FI68862B - FOERFARANDE FOER AVLAEGSNANDE AV KOL UR KROM INNEHAOLLANDE GJUTJAERN - Google Patents

Abstract

A process is disclosed for the decarburization of a molten bath of chromium-containing pig iron which, in a single operation, permits decarburization by means of an oxygen jet and thus permits chromium or nickel chromium steels to be obtained directly, the decarburization of which can readily be completed by a final treatment under vacuum carried out immediately after the injection of oxygen. The process comprises adjusting the temperature conditions of the pig iron bath and regulating the oxygen jet distance from the surface of the bath and speed of oxygen gas so that the impact force of the oxygen creates a gas-metal emulsion within which the carbon contained in the pig iron is oxidized directly by the oxygen.
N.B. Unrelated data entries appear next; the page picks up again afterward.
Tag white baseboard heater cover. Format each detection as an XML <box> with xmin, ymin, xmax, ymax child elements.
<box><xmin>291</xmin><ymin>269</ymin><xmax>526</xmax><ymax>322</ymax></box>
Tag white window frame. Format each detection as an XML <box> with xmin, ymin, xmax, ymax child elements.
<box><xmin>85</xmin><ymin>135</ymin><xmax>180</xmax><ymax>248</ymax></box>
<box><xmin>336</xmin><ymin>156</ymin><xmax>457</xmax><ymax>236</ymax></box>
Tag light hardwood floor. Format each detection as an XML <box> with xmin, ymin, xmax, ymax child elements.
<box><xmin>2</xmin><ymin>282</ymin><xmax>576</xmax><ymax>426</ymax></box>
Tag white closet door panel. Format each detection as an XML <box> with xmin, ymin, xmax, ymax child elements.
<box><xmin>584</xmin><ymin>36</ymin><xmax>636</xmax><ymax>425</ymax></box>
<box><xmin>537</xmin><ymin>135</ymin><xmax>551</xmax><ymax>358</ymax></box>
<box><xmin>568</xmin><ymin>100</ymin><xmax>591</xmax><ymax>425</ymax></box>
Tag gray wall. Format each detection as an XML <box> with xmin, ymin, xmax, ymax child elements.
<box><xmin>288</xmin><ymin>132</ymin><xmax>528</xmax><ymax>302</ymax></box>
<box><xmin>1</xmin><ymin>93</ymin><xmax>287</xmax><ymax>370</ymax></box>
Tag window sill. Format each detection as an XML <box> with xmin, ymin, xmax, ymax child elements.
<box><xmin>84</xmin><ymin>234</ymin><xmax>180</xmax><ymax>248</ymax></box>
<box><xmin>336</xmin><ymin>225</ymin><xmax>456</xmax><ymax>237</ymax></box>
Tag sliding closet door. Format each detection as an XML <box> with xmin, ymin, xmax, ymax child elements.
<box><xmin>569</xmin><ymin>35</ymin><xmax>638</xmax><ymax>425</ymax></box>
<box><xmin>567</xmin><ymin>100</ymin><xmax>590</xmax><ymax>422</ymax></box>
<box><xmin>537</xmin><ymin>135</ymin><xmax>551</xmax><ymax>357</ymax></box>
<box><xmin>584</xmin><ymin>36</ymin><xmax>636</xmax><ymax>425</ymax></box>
The carbon content is thus rapidly reduced to less than 0.3% whereas the yield of chromium is higher than 97%. The process is suitable for the preparation of all grades of Cr and NiCr stainless steel, which optionally contain additions of Co, Mn or Mo.

Description

68862

Method for removing carbon from chromium-containing cast iron

The process which is the subject of the invention relates to the removal of carbon from chromium- or chromium-nickel-containing castings containing approximately 1.5-8% by weight of carbon, 10-30% of chromium and up to 30% of nickel and possibly additionally Co, Mn and Mora .

Several methods are known for removing carbon from cast irons by means of oxygen, either by means of oxygen alone or a mixture of other gases, at atmospheric pressure or under reduced pressure.

Oxygen or a gas mixture can be brought into contact with the molten metal, for example by spraying through the bottom of the converter, or conversely it can be brought to the surface above the surface of the metal.

In the method LD, cast iron, from which carbon must be removed, is treated in a vertical converter by means of a jet tube placed above the surface of the molten cast iron. This branch of the tube becomes an oxygen jet that strikes the surface of the molten metal melt.

Recent studies of this method provide a better understanding of the effect of an oxygen jet on a metal melt and the slag covering it. ,

The article by J. Schoop, W. Resh et G. Mahn: "Reactions occurring during the oxygen top blown process and calculation of Metallurgical control parameters" (Ironmaking and Steelmaking, 1978, No. 2, pages 72-79) describes the removal of phosphorus and carbon removal mechanism 2 68862 from cast iron by the LD method in a converter 200 T. This article shows that the reactions that take place in this process between oxygen and liquid metal are mainly due to the droplets of molten metal in the slag. The velocity of the molten metal spraying dropwise through the slag is a function of the force with which the oxygen jet strikes the molten metal. This speed of the metal can rise and even exceed a ton per second. Under these conditions, the contact area of the molten metal and the slag becomes 100 times. A true emulsion is formed between the molten metal, the slag and the gas mixture, and its volume depends not only on the impact strength of the oxygen jet, but also on the typical physical properties of the flowability of the slag. According to this article, phosphorus is removed primarily when the impact forces are weak and, conversely, carbon is removed primarily when the impact forces are strong.

Analyzes have shown that, under the preferred conditions for phosphorus removal, the phosphorus content of the droplets is 100 times lower than that of the metal melt. An increase in the impact force of the oxygen jet on the surface of the metal melt favors the decarbonization reaction, as it causes an increase in the velocity of the sprayed droplets, which can then exceed, as described above, one tonne per second. The very rapid removal of carbon in this case is facilitated by the rupture of metal droplets caused by the formation of CO bubbles.

In A. Chatterjee, N.O. Lindfors et J.A. Wester: "Process Metallurgy of LD Steelmaking" (Ironmaking and Steelmaking (1976) No. 1) specifically describes the method of decarbonizing cast iron using the LD method. It is clear that an oxygen jet, which is faster than sound when leaving the nozzle, forms an emulsion between molten metal, slag and a very large gas phase containing varying amounts of oxygen and carbon oxides. The volume of the emulsion is highly dependent on the viscosity of the slag. FeO-rich slags are very fluid and form emulsions with a volume that can be 3-4 times the volume of molten metal at the end of blowing. Inside the emulsion, carbon is removed from the molten metal droplets by two competing processes: oxidation of carbon by oxygen in the gas phase and oxidation of carbon by FeO in the slag.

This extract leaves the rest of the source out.